I mingled among the women, waiting to begin my “How to Start a Garden” workshop. On the cusp of spring, I delighted to hear of garden dreams for the upcoming year. The early arrivals peppered me with basic questions: “When should I plant tomatoes outside?” “Should I plant squash from seed or buy a plant?”
Then a question came concerning flowers. My hands immediately drew up like two stop signs between this woman and me. “I don’t know anything about flowers,” I said. Detecting a flash of confusion cross her face, I rushed to explain myself with an injection of humor. “If we can’t eat it, what’s the point?”
Though an exaggerated sentiment, I communicated my true feelings on the matter. In the quest to save money on groceries and provide healthier food for my family, flowers were hardly a priority in my garden.

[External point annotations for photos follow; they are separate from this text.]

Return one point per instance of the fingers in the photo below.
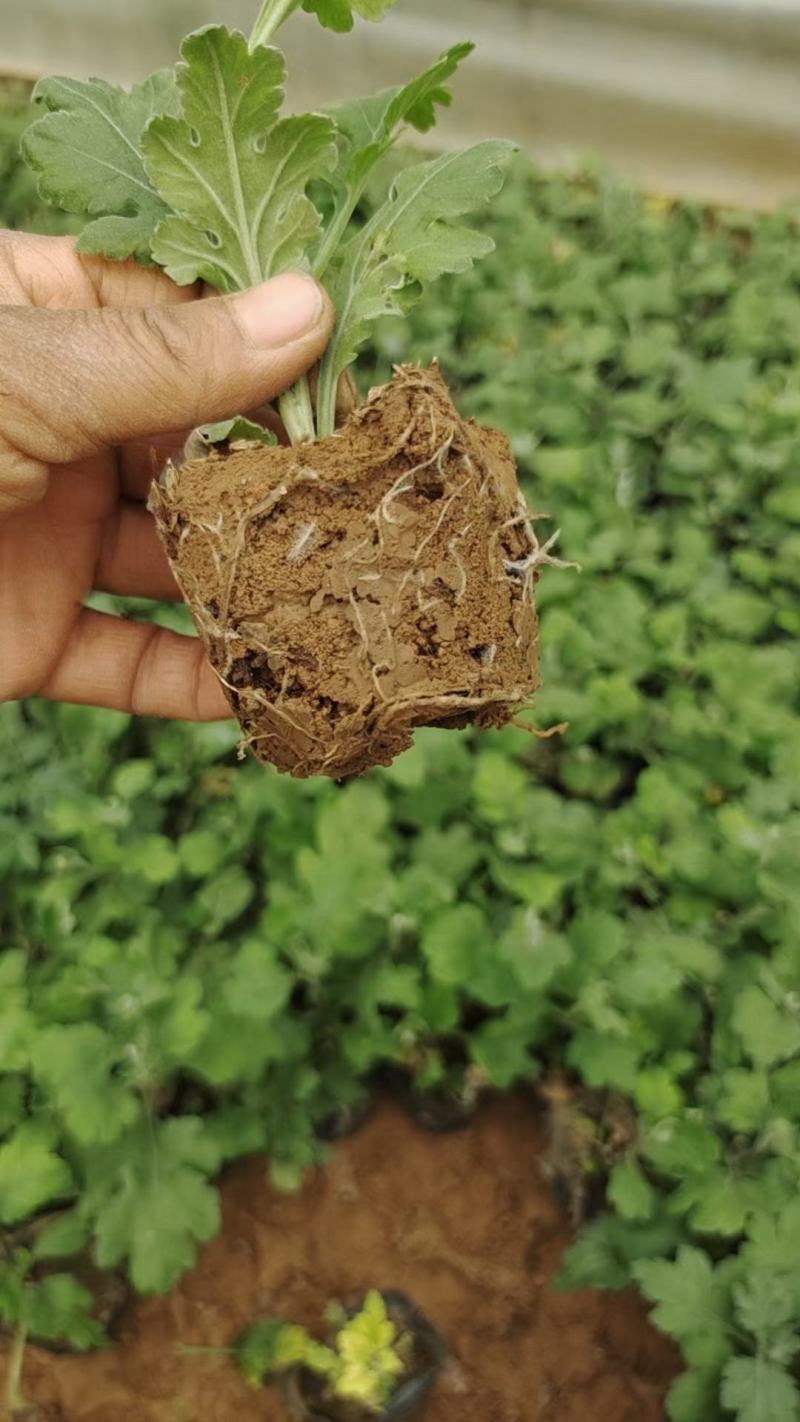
(132, 562)
(137, 667)
(78, 381)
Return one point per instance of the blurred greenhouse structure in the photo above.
(696, 97)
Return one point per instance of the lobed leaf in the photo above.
(87, 152)
(233, 177)
(414, 238)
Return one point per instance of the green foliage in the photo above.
(195, 171)
(621, 900)
(20, 202)
(88, 161)
(232, 174)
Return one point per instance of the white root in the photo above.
(301, 545)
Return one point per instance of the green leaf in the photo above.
(502, 1050)
(60, 1308)
(759, 1391)
(718, 1202)
(766, 1303)
(768, 1034)
(230, 431)
(414, 239)
(367, 123)
(233, 177)
(337, 14)
(87, 152)
(256, 983)
(30, 1175)
(76, 1067)
(631, 1195)
(453, 943)
(603, 1060)
(694, 1397)
(691, 1303)
(67, 1235)
(158, 1205)
(152, 858)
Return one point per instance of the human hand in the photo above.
(103, 370)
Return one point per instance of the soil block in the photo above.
(353, 589)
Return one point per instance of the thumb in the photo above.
(77, 381)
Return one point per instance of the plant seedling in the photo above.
(364, 1365)
(363, 580)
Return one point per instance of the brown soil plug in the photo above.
(354, 589)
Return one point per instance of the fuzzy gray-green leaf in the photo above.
(235, 178)
(414, 239)
(88, 158)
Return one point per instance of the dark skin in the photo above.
(105, 367)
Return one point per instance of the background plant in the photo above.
(192, 964)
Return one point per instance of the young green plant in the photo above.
(196, 171)
(364, 1365)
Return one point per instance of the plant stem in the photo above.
(297, 411)
(14, 1399)
(270, 19)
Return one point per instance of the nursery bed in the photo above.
(478, 1249)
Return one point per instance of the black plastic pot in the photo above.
(346, 1121)
(307, 1399)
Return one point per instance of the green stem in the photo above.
(270, 19)
(326, 403)
(297, 411)
(14, 1399)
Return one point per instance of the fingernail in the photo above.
(282, 310)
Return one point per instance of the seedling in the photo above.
(368, 579)
(381, 1357)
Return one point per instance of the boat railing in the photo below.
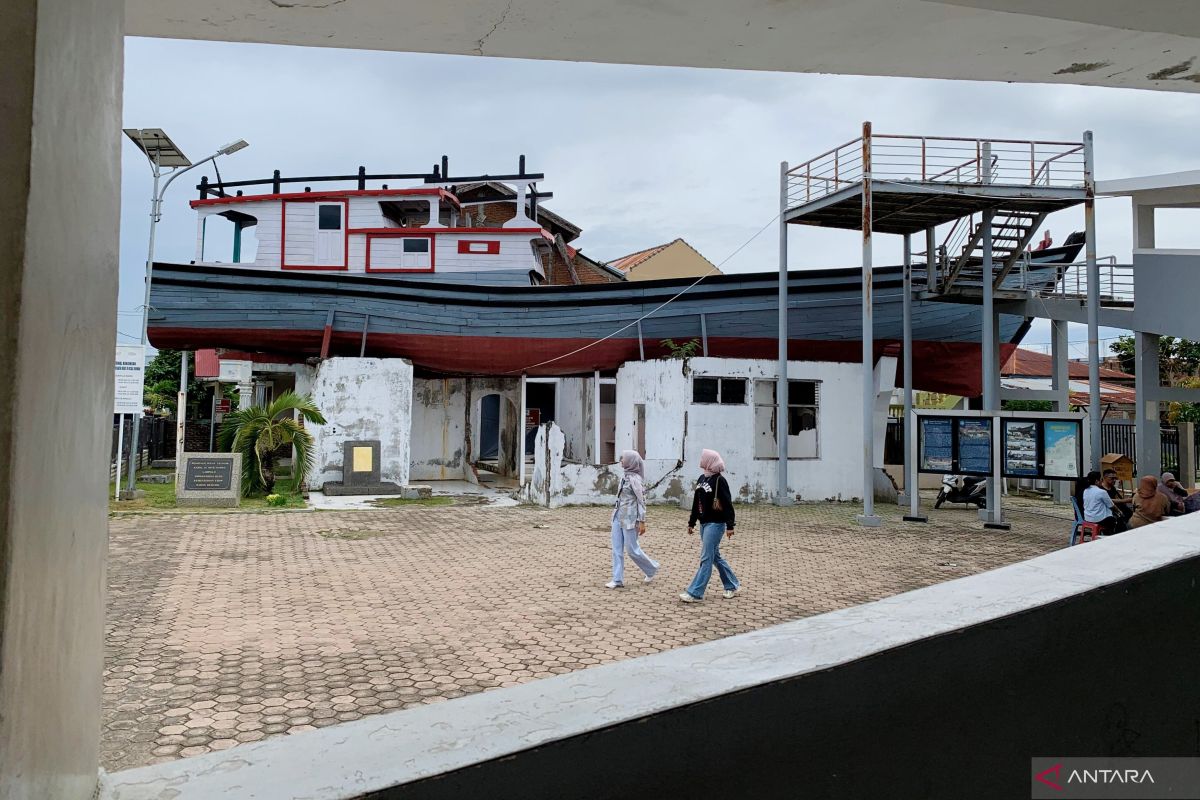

I grew up in a world where food belonged in the backyard vegetable garden and flowers decorated the exterior of the house — and never the two shall meet. Though I could not deny the beauty of flowers — my mother, in fact, grew the most beautiful flowers in the neighborhood — they just didn’t fit my purpose for gardening.
Until they did.
The more I pursued organic food gardening, the more I found flowers rising to the top as a legitimate pest-control strategy. Having tossed the bottle of Sevin dust out of my garden long ago, I had begun to observe a beautiful transformation in my garden.
A variety of unique insects frequented the flowers of peas, beans, tomatoes, and okra, as well as the flower clusters of bolting onions, broccoli, lettuce, radishes, and carrots. At the same time, the previously pernicious pests like aphids, Colorado potato beetles, and squash bugs declined in population each year — and now rarely even spotted.
My garden research and garden observations coalesced into a thought pattern I pursued further. If the flowers from my vegetables attracted beneficial insects that preyed on destructive pests, could more flowers draw even more of them? Dare I hope for a similar decline in cabbage worms, Japanese beetles, and the tomato hornworm?
In 2018 I planted more sunflowers and marigolds, and I added flowers like zinnias and cosmos. By incorporating just those few flowers and by letting bolting onions, lettuce, and radishes form flowers, I observed an increased population of lacewings, syrphid flies, ladybugs, parasitic wasps, and bees.
As it turns out, flower gardening and vegetable gardening do not have to be mutually exclusive. In fact, they shouldn’t be. By bringing the beauty of flowers into the vegetable garden, we create a habitat for the “good bugs” while harvesting vegetables unmarred by dangerous pesticides.
If you want to transition to organic gardening or simply bring more beauty to your vegetable garden, here are three steps to begin adding flowers to the space once reserved solely for edibles. If a flower-adverse gardener like me can do it, anyone can.
- Stop using chemical pesticides. If you want to use flowers to attract beneficial insects to your vegetable garden, you want to rid your garden of the chemicals that can harm them. Even organic and homemade options can kill our insect friends. Look for less-invasive methods like handpicking or floating row covers, and if you must apply organic pest control methods, read the instructions carefully and apply at times when beneficial insects are less active.
- Start with flowers that many beneficial insects love. Great options include sunflowers, cosmos, and alyssum. Any flower with small clusters attracts minute beneficial insects that work for you without you even realizing it. Nasturtium is another fantastic option, as it often attracts the harmful insects away from your prized vegetables and to it instead.
- Aim for diversity. The more varieties of flowers you can incorporate in your vegetable garden, the more variety you’ll observe in beneficial insects. As you gain experience, take note of bloom times and plan to plant flowers that bloom at varying times of the year, from spring through autumn.
As you begin to let flowers migrate from your home to your vegetable garden, you’ll notice more than beauty. Walk your garden frequently, taking note of new insects you observe on the flowers. Although the transition to a healthy, active, natural ecosystem in your garden will not take place overnight, over time you’ll notice the difference.
And you’ll wonder why your flower garden and your vegetable garden didn’t meet a long time ago.